At
my company, there is a story told about a vice president of research and
development who had been a rather unusual organizational leader. It wasn’t his
warmth and enthusiasm at a time when business executives were known for wearing
gray flannel suits, although he was certainly warm and certainly enthusiastic.
If
he had drawn line at wandering around the R&D labs and blowing his trumpet,
it might have been okay. But what did him in, ultimately, was choice of his
office furniture. Since he said he did his best thinking in bed, he junked the
executive desk and instead used a four-poster bed. For office meetings, visitors
would sit by the side of his bed while he sat in the bed. And no, this wasn’t
Silicon Valley. This was traditional Midwest, in the late 1960s and early
1970s. It would still be considered bizarre today.
This
executive was both what C.S. Lewis in Mere
Christianity calls an Individualist and a Totalitarian. On the one
hand, he tended to zig when the rest of the organization would zag. And no one
else blew a bugle at the people who worked for him or had a bed for a desk. But
he also wanted his organization to think like he did – even of he was creative,
innovative and fun, and he wanted everyone else to be just like him too.
Lewis
says that Christians are to be neither. We are not supposed to be
Totalitarians, and we are not supposed to be Individualists. “Christianity
thinks of human individuals not as mere members of a group, but as organs in a
body – different from one another and each contributing what no other could.
God
never meant for us to be exactly alike. He made us with different skills,
talents, attributes and abilities, but he never intended that we were to be the
same. At the same time, contrary to American culture, he didn’t make us to be
rugged individualists, either. We are not designed to all be Marlboro Men. Instead,
he means us to be in community, also known as the church, and complementing
each other as we go about his work.
Over
the course of the past century, mankind has gotten itself in all kinds of
trouble as it veered from one extreme to the other. So do individual people. We
show no signs of letting up, either.
But
as for us, the church, for us it’s supposed to be a different matter
altogether.
We’ve
been discussing Mere Christianity by
C.S. Lewis, led by Jason Stayszsen and Sarah Salter. To see more posts on this
week’s chapter, “Two Notes,” please visit Jason at Connecting to Impact for the links.
6 comments:
Seriously? A four poster bed in his office instead of a desk?
Oh my.
Really good example of creative thinking creating angst and discomfort. I can't imagine sitting beside his bed to meet. Oh my!

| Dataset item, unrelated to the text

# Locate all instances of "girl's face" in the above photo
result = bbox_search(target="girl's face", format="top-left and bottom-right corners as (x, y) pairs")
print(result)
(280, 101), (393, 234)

Which is why your post is so relevant. We are connected through our human condition -- we must always be conscious of what our creations create; singularly and in community.
Good one Glynn!
Thanks.
All morning long, I have had a song stuck in my head...
"We are one in the bond of love..."
It's not that we are not different individuals with different approaches and characteristics... It is that we are bound together in God's grace as the Body of Christ.
So glad we aren't supposed to be Marlboro Men. I have many objections to that (not least of which being he died of cancer). Besides all that, I'm still reeling that an executive put a bed in his office! Great points and great post, Glynn. Thanks for contributing so much to these discussions.
Community, the word itself, is divine.
all matter
differently
together
Yes, community is divine. And mysterious. For some reason, God didn't design His body to fit together like Lego bricks, snapping together in neat, spiritual clicks.
Instead, at the molecular level, we bump and jump in seemingly haphazard directions. We just don't always understand how we fit together or how we're to do life stuff together.
Christians often waste so much time and energy in carving out four poster beds -- with the hope of finding places of rest for our identities.
And yet -- rough, smooth, disjointed or cracked -- His mysteriously framed body still finds a way, together, to inhale -- and exhale -- with a life-sustaining grace.